Doug Thompson: Pryor delivers candor

Representatives should represent, Pryor says in Fayetteville

Former Sen. Mark Pryor told blunt truths at the Northwest Arkansas Political Animals Club a week ago Friday. The gist came out in the news story. There was more.

"The Democrats have not given people something to vote for, not candidates or a set of policies," Pryor said from the podium at Mermaids, a seafood restaurant in Fayetteville, one of the last Democratic strongholds in Arkansas. Pryor was the last Democrat left before the GOP tide finally rolled over the state.

I imagined supporters of Sen. Bernie Sanders would take exception to Pryor's remark. Then Pryor reminded his audience that Sanders is not a Democrat. "I know Sen. Sanders and I like him," but he is running for re-election again as an independent, Pryor said.

A party might, indeed, be in trouble when the most recognized office-holder affiliated with it will not even join.

Many of Pryor's remarks look harsh in black and white. The talk was not harsh in person. Pryor was not embittered by his loss to Sen. Tom Cotton in 2014, although he regrets it. His talk was calm and easygoing, using the tone of someone liberated from having to run for office. He spent most of his time Friday answering questions from the audience. He gave candor, not a scolding. Pryor lives in North Little Rock now, so he was not giving the view from his lobbying firm's office near the U.S. Capitol.

I covered many of Pryor's speeches when he first ran for Senate and during his terms in office. I was a Northwest Arkansas political reporter throughout his U.S. Senate career. No speech I ever heard him give was as good as this one.

"Everything in politics today would seem to be viewed through the prism of Donald Trump," Pryor said of the president. That is understandable, the former senator said: "The rise of Donald Trump is the most amazing political story of my lifetime."

"I'd say the president has been very successful at keeping everyone off balance, not allowing the Democrats or the traditional Republicans an opening," Pryor said. That oblique compliment was the closest Pryor came to criticism of Trump. He wants the president to succeed because he wants the country he leads to succeed, Pryor said. Democrats have to be for something, not just against Trump, he said.

The former senator's direct criticism went to institutions such as the major political parties, Congress and the people running them. "We don't have very many people committed to governing the country and doing what needs to be done," he said.

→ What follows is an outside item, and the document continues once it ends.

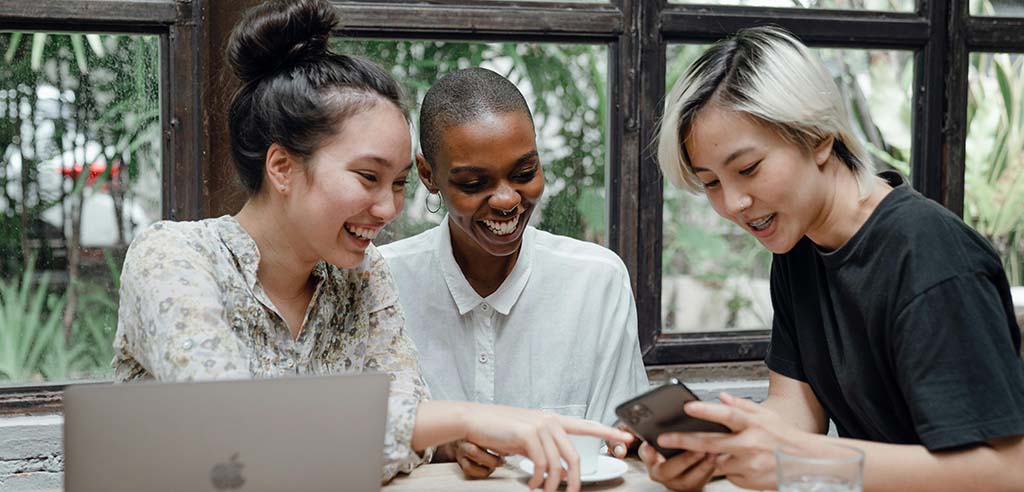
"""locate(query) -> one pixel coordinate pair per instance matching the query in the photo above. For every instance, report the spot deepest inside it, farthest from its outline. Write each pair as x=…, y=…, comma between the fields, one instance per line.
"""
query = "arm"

This severe problem not only preceded Trump's election. It explains it, according to Pryor.

"People are frustrated with government because they feel nobody in it listens to them. Guess what? Nobody is listening to them," he said.

"He clearly touched that nerve," Pryor said of Trump. "All over this country there are towns with a plant that closed. The people in that town blame Mexico or China, and in a lot of cases that is true."

Pryor famously kept the plaque of his father and predecessor, former Sen. David Pryor, on his Senate office desk: "Arkansas comes first." Democrats and Republicans used to be willing to acknowledge and tolerate regional differences and interests. That is no longer true, he said. Any member of Congress who strays from his party's line runs "the very strong risk of getting a primary opponent better funded than you are." He called the current system of campaign finance "very corrupt."

No dogma is consistent with the American system of governing, he said. "Congress is there to build consensus," Pryor said. "It forces people to come together." The system cannot work when elections send people to Congress who are too inflexible to reach a consensus, much less defer to one, he said.

The presidential primary system promotes this unhealthy rigidity, Pryor said. "Iowa and New Hampshire have a stranglehold on our national politics, and those two states don't look anything like America," he said.

But what about young voters attracted by a liberal ideology, someone asked. They cannot deliver the votes needed to win back seats in Congress, Pryor replied. Only allowing district and state representatives to actually represent their districts and states will do that, he said.

The clearest criticism I can make of Pryor's view is that he lost. The answer to that, though, could be what has happened since. The party that won Senate control, in part by ousting Pryor, cannot do anything with it.